Bahn provides wagons: Switzerland waves migrants through to the German border

On their journey to Germany, some migrants also choose to go via Switzerland.

Bahn provides wagons: Switzerland waves migrants through to the German border

On their journey to Germany, some migrants also choose to go via Switzerland. According to media reports, coming from Austria they have it quite easy: the Swiss railway transports them directly to Basel. The Union is outraged.

Switzerland is sending hundreds of incoming migrants who want to travel to other countries on to Basel, on the border with Germany and France. The police in the canton of St. Gallen confirmed the practice to the newspaper "NZZ am Sonntag": "We formally allow onward travel." Now comes criticism from Germany. "If these reports are correct, Switzerland will just wave it through," said Union parliamentary group leader Andrea Lindholz of the newspaper. "National egoism is damaging the Schengen area."

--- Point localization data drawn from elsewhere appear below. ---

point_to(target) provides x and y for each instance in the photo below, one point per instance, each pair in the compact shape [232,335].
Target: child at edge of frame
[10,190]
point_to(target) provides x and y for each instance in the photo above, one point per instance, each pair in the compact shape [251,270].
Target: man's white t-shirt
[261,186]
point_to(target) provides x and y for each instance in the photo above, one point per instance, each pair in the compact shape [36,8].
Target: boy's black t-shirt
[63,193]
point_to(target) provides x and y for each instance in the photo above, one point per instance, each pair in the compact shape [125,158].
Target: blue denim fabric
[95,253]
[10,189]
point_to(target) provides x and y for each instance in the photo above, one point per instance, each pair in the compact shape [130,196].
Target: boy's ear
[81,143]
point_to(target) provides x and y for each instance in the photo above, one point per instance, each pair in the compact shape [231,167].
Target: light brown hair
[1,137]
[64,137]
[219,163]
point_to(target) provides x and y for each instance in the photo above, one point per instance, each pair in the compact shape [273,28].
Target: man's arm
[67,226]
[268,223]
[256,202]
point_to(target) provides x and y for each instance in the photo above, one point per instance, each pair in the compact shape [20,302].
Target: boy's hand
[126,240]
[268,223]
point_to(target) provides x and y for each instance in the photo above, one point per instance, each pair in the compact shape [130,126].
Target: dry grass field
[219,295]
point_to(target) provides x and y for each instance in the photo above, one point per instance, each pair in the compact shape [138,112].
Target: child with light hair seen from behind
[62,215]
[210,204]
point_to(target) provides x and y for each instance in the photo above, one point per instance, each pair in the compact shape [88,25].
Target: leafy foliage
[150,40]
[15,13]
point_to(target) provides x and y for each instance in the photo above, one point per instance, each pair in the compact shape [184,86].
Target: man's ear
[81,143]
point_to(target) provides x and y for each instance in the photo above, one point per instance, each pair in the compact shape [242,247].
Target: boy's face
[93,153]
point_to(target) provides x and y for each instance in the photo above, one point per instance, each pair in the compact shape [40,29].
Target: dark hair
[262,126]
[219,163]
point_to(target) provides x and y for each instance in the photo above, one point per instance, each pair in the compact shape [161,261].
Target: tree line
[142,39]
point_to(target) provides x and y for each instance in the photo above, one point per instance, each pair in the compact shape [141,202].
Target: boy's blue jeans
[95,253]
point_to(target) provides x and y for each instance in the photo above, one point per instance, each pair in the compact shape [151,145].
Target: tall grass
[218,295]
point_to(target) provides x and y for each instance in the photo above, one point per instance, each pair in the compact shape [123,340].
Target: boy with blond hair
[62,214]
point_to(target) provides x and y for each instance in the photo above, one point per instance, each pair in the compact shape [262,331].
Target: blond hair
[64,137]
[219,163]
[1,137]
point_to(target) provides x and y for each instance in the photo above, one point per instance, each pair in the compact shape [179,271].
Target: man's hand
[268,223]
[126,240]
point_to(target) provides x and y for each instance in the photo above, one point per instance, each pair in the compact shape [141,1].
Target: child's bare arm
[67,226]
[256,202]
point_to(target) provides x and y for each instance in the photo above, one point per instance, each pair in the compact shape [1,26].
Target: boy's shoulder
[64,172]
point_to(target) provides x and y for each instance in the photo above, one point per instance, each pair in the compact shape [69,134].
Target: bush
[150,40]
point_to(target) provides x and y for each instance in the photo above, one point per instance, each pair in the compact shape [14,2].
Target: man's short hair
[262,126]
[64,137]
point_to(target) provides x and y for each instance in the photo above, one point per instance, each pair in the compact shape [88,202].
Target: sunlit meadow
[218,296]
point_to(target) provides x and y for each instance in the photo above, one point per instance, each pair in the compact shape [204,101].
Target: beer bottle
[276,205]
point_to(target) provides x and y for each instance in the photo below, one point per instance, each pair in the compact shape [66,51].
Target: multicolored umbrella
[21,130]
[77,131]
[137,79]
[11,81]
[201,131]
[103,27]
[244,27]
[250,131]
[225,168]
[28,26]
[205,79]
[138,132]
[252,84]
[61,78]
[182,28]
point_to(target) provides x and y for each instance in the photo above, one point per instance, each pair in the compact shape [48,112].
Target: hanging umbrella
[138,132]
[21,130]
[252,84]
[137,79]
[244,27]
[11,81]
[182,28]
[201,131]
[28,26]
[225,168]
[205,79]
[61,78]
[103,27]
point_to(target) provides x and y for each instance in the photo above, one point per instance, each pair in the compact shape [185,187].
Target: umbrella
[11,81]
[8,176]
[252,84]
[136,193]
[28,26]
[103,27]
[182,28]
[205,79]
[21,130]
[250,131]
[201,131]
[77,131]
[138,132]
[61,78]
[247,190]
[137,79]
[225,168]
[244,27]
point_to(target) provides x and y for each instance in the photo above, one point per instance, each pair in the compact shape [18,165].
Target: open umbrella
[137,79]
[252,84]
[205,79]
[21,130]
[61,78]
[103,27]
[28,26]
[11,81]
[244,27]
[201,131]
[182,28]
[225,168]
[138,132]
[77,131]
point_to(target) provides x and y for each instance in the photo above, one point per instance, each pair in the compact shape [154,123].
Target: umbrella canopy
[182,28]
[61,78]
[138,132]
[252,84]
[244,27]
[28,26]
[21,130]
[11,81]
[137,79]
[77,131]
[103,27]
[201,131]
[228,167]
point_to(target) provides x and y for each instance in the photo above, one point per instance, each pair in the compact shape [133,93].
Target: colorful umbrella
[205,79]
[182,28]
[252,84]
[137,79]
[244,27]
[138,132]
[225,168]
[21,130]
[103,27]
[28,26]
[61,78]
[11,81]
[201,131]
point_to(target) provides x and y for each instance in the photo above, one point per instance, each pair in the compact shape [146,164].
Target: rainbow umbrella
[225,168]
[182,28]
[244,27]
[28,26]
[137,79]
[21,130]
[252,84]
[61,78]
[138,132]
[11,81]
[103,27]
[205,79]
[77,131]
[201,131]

The Swiss TV magazine "Rundschau" showed at the beginning of October that the Swiss railway SBB provides migrants who arrive from Austria in Buchs in the canton of St. Gallen with their own wagons for the onward journey via Zurich to Basel. For Lindholz, the SBB are thus promoting illegal entry into Germany. She called for the Swiss authorities to intervene. "Switzerland must fulfill its obligations as a member of the Schengen area and take action against illegal migration."

The Swiss State Secretariat for Migration sees no legal basis for detaining people. And before a Dublin procedure is through, which is intended to determine which country is responsible for carrying out an asylum procedure, the people have traveled farther a long time. "No Dublin procedure can be carried out for people who are no longer present," the spokesman for the State Secretariat for Migration told the newspaper.

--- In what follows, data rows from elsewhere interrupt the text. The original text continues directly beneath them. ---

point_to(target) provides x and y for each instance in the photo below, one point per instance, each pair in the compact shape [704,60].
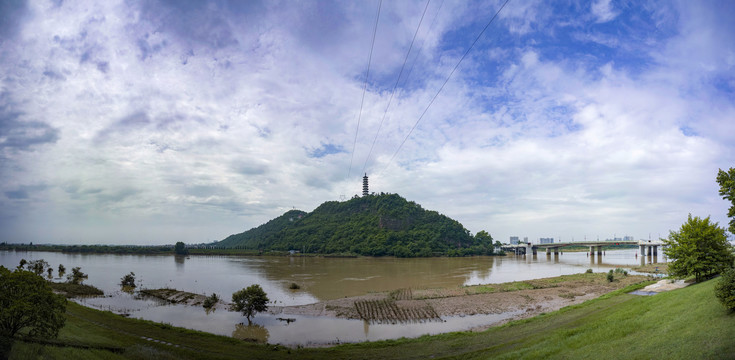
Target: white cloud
[167,133]
[603,11]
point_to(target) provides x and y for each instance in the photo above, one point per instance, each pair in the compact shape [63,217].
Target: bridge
[647,247]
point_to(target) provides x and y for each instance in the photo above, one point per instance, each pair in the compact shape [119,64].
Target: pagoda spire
[364,185]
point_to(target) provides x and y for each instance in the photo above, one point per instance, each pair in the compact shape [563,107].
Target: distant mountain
[373,225]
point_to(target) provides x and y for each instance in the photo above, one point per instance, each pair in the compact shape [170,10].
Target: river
[319,278]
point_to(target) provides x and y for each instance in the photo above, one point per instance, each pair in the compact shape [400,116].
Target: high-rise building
[546,240]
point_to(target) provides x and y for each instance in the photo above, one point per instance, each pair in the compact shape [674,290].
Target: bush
[725,289]
[77,276]
[128,280]
[210,301]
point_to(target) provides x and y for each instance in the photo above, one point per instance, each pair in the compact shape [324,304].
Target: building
[364,185]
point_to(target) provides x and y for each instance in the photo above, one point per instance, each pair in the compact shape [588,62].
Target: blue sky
[152,122]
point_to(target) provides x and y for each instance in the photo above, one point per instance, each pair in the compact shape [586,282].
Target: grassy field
[684,324]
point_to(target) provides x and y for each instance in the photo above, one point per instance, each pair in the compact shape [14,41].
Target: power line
[408,76]
[395,86]
[364,89]
[445,83]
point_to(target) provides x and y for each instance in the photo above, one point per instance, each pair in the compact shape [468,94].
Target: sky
[152,122]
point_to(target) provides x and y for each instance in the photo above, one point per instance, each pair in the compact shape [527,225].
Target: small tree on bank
[27,302]
[250,301]
[726,180]
[77,276]
[128,280]
[725,289]
[180,249]
[699,248]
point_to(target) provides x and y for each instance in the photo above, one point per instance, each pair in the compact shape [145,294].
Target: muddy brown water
[319,279]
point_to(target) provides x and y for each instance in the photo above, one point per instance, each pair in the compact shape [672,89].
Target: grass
[683,324]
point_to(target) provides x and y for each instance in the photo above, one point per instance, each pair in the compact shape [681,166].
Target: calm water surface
[319,278]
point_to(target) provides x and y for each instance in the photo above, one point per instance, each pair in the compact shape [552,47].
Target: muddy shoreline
[524,299]
[528,298]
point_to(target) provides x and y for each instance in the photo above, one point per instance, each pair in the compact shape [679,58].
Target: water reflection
[319,278]
[252,332]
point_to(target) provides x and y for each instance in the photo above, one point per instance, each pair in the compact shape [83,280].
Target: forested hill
[373,225]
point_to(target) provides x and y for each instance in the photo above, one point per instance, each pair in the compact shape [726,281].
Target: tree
[725,289]
[699,248]
[727,191]
[28,303]
[250,301]
[76,276]
[180,249]
[128,280]
[38,266]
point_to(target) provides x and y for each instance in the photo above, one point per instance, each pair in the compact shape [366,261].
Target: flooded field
[319,279]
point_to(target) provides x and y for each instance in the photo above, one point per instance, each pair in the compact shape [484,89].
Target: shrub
[77,276]
[128,280]
[210,301]
[250,301]
[725,289]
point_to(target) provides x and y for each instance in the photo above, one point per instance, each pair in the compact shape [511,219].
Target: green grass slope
[684,324]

The professor of migration law, Sarah Progin-Theuerkauf, described the forwarding of the migrants in the Rundschau program as "a violation of the law, and that is not compatible with the Dublin Agreement". Because an asylum procedure must be carried out in the country into which a refugee demonstrably first entered. Another professor of migration law, Alberto Achermann, sees things differently: "Dublin only comes into play when a person applies for asylum," he told the "NZZ am Sonntag". The migrants who arrive in Buchs usually don't do that.